Hayat dediğimiz şey, aslında küçük dokunuşlarla güzelleşiyor. Koca koca sözler, büyük hesaplar bir yana; bazen bir selam, bazen samimi bir tebessüm, bazen de gönülden sorulan bir “nasılsın?” bütün ömre bedel oluyor. Çünkü insan, ancak insanla güzelleşiyor.
Ne demiş eskiler: “Bir vefadır selam verip hal hatır sormak.”
Bir düşünün; sabah evden çıkarken kapı komşunuza “hayırlı sabahlar” demek bile onun gününü güzelleştirmez mi? Ya da uzun zamandır aramadığınız bir dostunuza telefondan “aklıma geldin, hâlini merak ettim” demek… O anda karşı tarafta oluşan mutluluk, dünyalara değer. Çünkü hatırlanmak, insana kendini değerli hissettirir.
“Bir güzelliktir gül alıp gül sunmak.”
Gül dediğimiz illa çiçek olmak zorunda değil. Bir güzel söz de güldür, bir gönül alıcı tebessüm de. Misal, pazarda alışveriş yaparken bir satıcıya “bereketli olsun” demek, yolda yürürken size yol verene teşekkür etmek, en kıymetli güllerdendir. Çünkü insan, kalbinde ne varsa elinden de onu sunar. Kalbinde sevgi olan gül uzatır, kalbinde kin olan diken taşır.
“Bir tebessümdür geçmişi anıp hatırlamak.”
Hepimizin gönlünde yer eden anılar var. Çocukluk sokağımız, okul bahçesindeki arkadaşlarımız, bayram sabahı kokan anne evi… Hatırladıkça yüzümüze istemsiz bir tebessüm yayılıyor. İşte o tebessüm, gönül defterinde açılan bir güzellik sayfasıdır. Demek ki bazı izler silinmiyor; yıllar geçse de gönülde kalıyor.
“Bir özlemdir güzellikleri paylaşmak.”
Hayat tek başına yaşanacak bir yolculuk değildir. Sevinç paylaşıldıkça çoğalır, acı paylaşıldıkça hafifler. Mesela bir tepsiyi komşuya uzatmak, evinize gelen misafire gönülden ikram etmek, hastalanan bir dostu ziyaret etmek… Bunlar küçücük şeyler gibi görünür ama işte hayatın gerçek lezzeti burada gizlidir. İnsan tek başına yürürse eksik kalır, beraber yürürse tamam olur.

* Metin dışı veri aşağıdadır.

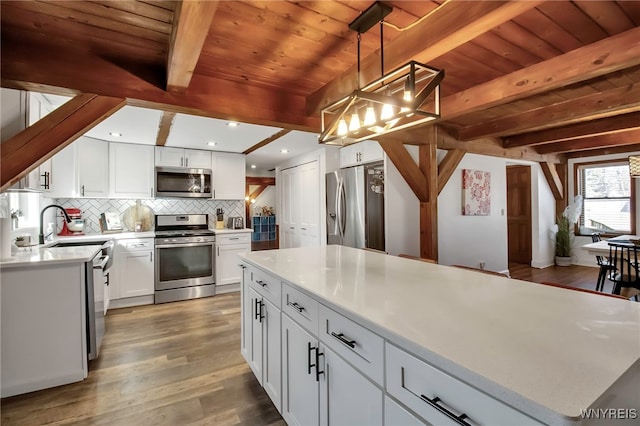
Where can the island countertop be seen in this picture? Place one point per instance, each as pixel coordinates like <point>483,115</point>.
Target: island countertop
<point>46,256</point>
<point>547,351</point>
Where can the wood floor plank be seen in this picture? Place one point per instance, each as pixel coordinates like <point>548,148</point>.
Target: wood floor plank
<point>180,364</point>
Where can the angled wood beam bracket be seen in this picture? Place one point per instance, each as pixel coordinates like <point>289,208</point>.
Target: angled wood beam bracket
<point>266,141</point>
<point>553,179</point>
<point>448,165</point>
<point>165,127</point>
<point>192,20</point>
<point>408,168</point>
<point>39,142</point>
<point>450,25</point>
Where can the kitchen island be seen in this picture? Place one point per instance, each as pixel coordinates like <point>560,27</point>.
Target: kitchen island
<point>44,341</point>
<point>513,347</point>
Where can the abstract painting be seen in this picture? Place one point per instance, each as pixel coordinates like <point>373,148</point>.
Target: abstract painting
<point>476,193</point>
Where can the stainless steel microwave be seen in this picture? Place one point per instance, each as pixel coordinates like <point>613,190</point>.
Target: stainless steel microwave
<point>183,182</point>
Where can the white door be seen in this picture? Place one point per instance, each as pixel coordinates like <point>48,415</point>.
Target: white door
<point>346,396</point>
<point>136,273</point>
<point>309,196</point>
<point>254,349</point>
<point>131,170</point>
<point>227,271</point>
<point>271,358</point>
<point>93,167</point>
<point>300,390</point>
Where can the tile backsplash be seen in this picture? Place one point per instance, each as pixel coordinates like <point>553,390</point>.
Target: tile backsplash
<point>92,208</point>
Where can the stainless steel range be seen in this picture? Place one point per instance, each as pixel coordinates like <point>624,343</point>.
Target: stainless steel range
<point>185,265</point>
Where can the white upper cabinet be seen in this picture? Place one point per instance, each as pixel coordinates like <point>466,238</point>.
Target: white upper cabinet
<point>360,153</point>
<point>131,171</point>
<point>93,167</point>
<point>229,175</point>
<point>179,157</point>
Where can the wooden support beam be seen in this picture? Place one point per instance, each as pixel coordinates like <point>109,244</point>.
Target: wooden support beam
<point>39,142</point>
<point>553,179</point>
<point>408,168</point>
<point>165,127</point>
<point>594,60</point>
<point>429,209</point>
<point>192,20</point>
<point>450,25</point>
<point>603,126</point>
<point>448,165</point>
<point>266,141</point>
<point>611,102</point>
<point>630,137</point>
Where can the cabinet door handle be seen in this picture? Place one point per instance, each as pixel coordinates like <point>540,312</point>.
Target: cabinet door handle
<point>434,403</point>
<point>296,306</point>
<point>345,340</point>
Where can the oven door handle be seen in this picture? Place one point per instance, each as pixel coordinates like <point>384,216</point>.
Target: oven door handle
<point>202,243</point>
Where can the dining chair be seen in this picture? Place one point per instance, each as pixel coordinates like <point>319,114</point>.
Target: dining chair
<point>626,275</point>
<point>603,262</point>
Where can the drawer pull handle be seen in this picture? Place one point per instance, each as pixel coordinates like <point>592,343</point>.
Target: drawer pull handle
<point>295,306</point>
<point>434,403</point>
<point>346,341</point>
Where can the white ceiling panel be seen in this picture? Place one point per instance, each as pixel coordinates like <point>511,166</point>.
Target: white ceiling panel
<point>192,131</point>
<point>136,125</point>
<point>295,142</point>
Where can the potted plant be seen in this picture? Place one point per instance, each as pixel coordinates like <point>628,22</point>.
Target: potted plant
<point>564,231</point>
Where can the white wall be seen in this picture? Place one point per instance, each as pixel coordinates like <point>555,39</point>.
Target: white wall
<point>402,211</point>
<point>469,240</point>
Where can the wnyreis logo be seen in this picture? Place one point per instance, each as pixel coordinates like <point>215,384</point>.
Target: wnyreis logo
<point>609,413</point>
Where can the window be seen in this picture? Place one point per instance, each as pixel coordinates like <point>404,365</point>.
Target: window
<point>606,189</point>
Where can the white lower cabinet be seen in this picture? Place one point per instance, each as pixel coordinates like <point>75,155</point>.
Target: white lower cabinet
<point>300,375</point>
<point>346,396</point>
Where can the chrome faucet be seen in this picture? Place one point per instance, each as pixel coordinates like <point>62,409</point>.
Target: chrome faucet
<point>66,217</point>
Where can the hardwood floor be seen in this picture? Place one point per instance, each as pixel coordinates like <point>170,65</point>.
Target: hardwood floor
<point>172,364</point>
<point>180,364</point>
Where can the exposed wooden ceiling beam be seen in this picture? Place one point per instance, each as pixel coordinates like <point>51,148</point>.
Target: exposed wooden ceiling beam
<point>553,179</point>
<point>165,127</point>
<point>447,166</point>
<point>408,168</point>
<point>450,25</point>
<point>598,105</point>
<point>619,123</point>
<point>40,141</point>
<point>593,60</point>
<point>630,137</point>
<point>192,20</point>
<point>29,64</point>
<point>604,151</point>
<point>266,141</point>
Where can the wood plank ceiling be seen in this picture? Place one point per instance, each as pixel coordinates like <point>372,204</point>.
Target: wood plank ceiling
<point>552,77</point>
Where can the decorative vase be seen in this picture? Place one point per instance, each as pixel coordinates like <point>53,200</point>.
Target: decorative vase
<point>563,260</point>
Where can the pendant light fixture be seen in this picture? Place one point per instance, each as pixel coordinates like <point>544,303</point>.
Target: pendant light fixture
<point>405,97</point>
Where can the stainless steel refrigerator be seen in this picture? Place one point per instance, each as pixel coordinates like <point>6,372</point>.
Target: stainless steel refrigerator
<point>355,206</point>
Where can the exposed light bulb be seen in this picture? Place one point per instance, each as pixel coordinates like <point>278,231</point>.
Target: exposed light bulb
<point>342,127</point>
<point>369,116</point>
<point>354,124</point>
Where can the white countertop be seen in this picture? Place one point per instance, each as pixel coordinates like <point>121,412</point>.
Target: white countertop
<point>559,349</point>
<point>43,256</point>
<point>231,231</point>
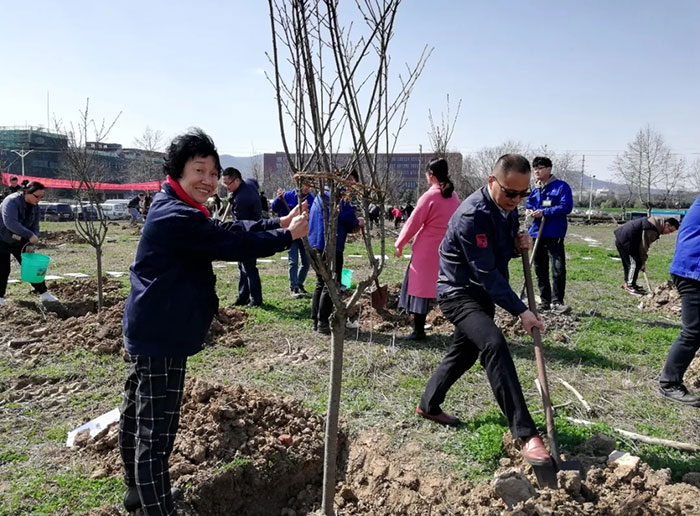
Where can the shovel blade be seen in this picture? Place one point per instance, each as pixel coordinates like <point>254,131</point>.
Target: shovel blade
<point>546,475</point>
<point>379,297</point>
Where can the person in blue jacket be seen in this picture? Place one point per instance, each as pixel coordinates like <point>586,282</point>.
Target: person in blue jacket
<point>171,305</point>
<point>482,237</point>
<point>19,227</point>
<point>283,203</point>
<point>685,272</point>
<point>550,201</point>
<point>244,204</point>
<point>322,304</point>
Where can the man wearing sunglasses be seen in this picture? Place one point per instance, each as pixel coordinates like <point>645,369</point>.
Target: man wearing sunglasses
<point>551,201</point>
<point>482,237</point>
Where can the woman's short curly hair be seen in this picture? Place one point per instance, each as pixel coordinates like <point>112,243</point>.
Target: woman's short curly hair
<point>194,142</point>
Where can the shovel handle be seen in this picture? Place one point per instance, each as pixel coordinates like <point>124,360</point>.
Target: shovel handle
<point>539,360</point>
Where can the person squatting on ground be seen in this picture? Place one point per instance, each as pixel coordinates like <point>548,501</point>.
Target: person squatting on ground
<point>321,303</point>
<point>427,223</point>
<point>244,204</point>
<point>171,305</point>
<point>686,276</point>
<point>19,226</point>
<point>134,206</point>
<point>283,203</point>
<point>633,239</point>
<point>482,237</point>
<point>550,201</point>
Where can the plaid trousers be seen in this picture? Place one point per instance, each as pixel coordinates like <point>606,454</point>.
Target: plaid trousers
<point>150,415</point>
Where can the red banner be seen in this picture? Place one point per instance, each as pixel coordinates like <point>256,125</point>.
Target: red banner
<point>67,183</point>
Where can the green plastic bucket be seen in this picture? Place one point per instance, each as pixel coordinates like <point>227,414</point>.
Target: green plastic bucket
<point>346,278</point>
<point>34,266</point>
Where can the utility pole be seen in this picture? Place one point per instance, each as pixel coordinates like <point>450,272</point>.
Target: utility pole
<point>22,153</point>
<point>583,168</point>
<point>590,200</point>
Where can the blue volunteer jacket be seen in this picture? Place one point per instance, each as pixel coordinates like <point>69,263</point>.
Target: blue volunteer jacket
<point>290,196</point>
<point>18,217</point>
<point>562,202</point>
<point>246,201</point>
<point>347,222</point>
<point>172,299</point>
<point>686,259</point>
<point>475,252</point>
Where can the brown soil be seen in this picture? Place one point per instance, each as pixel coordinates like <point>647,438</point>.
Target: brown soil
<point>237,452</point>
<point>55,238</point>
<point>665,299</point>
<point>74,322</point>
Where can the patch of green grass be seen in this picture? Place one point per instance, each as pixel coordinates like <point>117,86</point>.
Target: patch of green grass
<point>38,491</point>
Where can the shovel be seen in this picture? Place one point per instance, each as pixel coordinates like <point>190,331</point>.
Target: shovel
<point>534,252</point>
<point>380,294</point>
<point>546,474</point>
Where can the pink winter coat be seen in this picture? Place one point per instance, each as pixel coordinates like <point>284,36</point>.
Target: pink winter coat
<point>428,223</point>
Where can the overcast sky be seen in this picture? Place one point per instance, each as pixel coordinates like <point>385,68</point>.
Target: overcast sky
<point>579,76</point>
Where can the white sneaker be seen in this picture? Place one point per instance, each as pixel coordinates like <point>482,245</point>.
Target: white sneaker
<point>48,297</point>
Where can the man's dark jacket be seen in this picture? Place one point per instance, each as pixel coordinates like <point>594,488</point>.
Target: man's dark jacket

Bugün dönüp ardımıza baktığımızda görüyoruz ki; geriye kalan şeyler ne makam oluyor, ne mal oluyor. Aslında geriye kalan, verdiğimiz selamlar, sunduğumuz güller, paylaştığımız tebessümler, gönüllerde bıraktığımız güzel izler oluyor. Dünya fanidir, ömür kısadır. Giden her şey gidiyor ama bir dua, bir tebessüm, bir vefa iz bırakıyor.

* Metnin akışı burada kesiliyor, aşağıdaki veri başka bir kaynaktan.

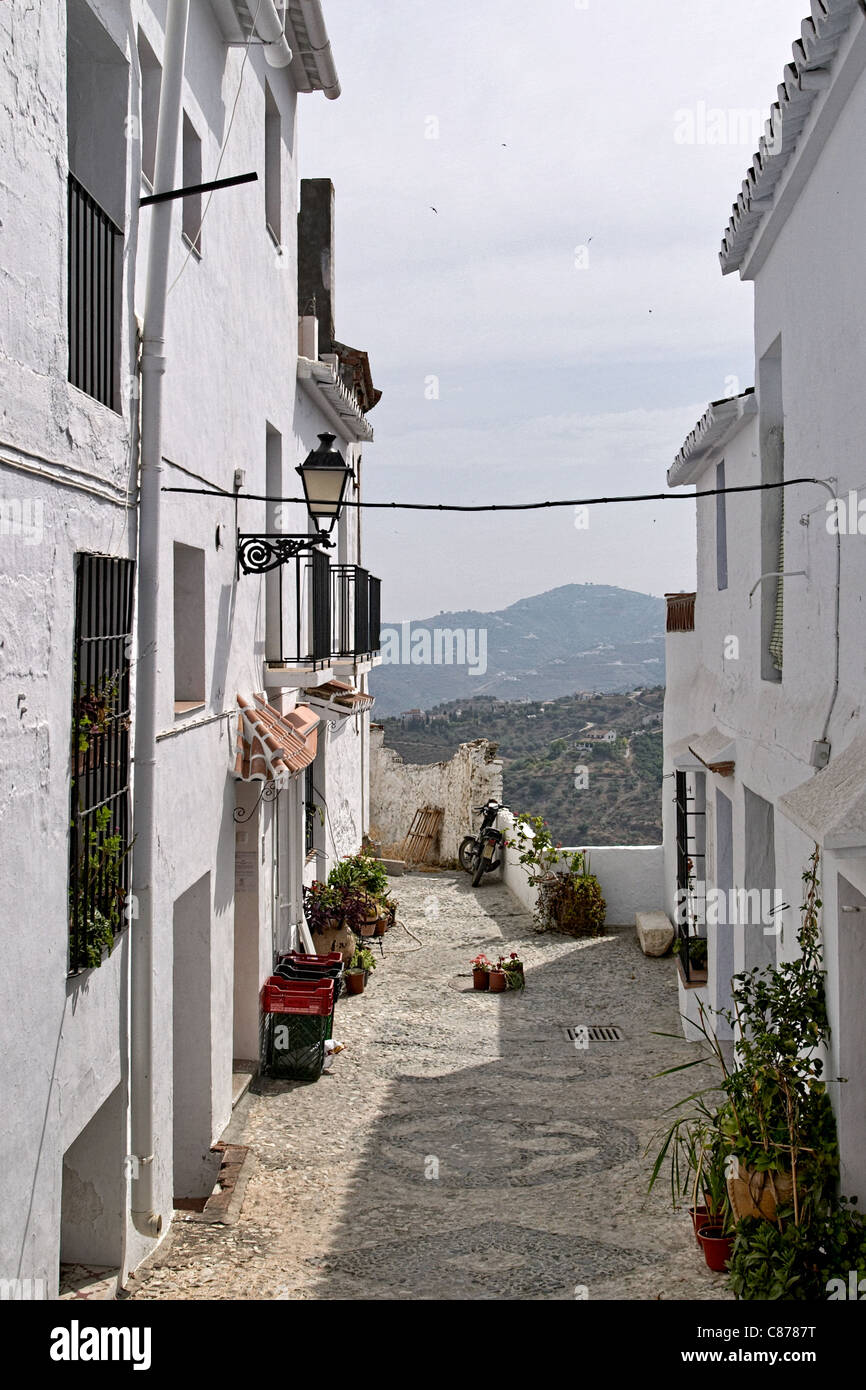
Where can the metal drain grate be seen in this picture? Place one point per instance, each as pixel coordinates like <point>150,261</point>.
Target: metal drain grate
<point>594,1033</point>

İşte bütün mesele de bu: Bir gün ardımızdan anıldığımızda yüzlerde tebessüm, gönüllerde dua olabilmek…
Ya Rabbi…
Bizi vefasızlıktan uzak eyle. Kalplerimizi güzelliklerle doldur, ellerimizi güllerle donat, dillerimizi selamla süsle. Dostluklarımızı daim eyle, muhabbetimizi sahih kıl, yollarımızı bereketlendir. Bize geçmişimizi tebessümle anmayı, geleceğimizi ümitle kucaklamayı nasip et. Ve ardımızda hoş bir seda, hayırla anılacak izler bırakabilmeyi lütfeyle. Âmin.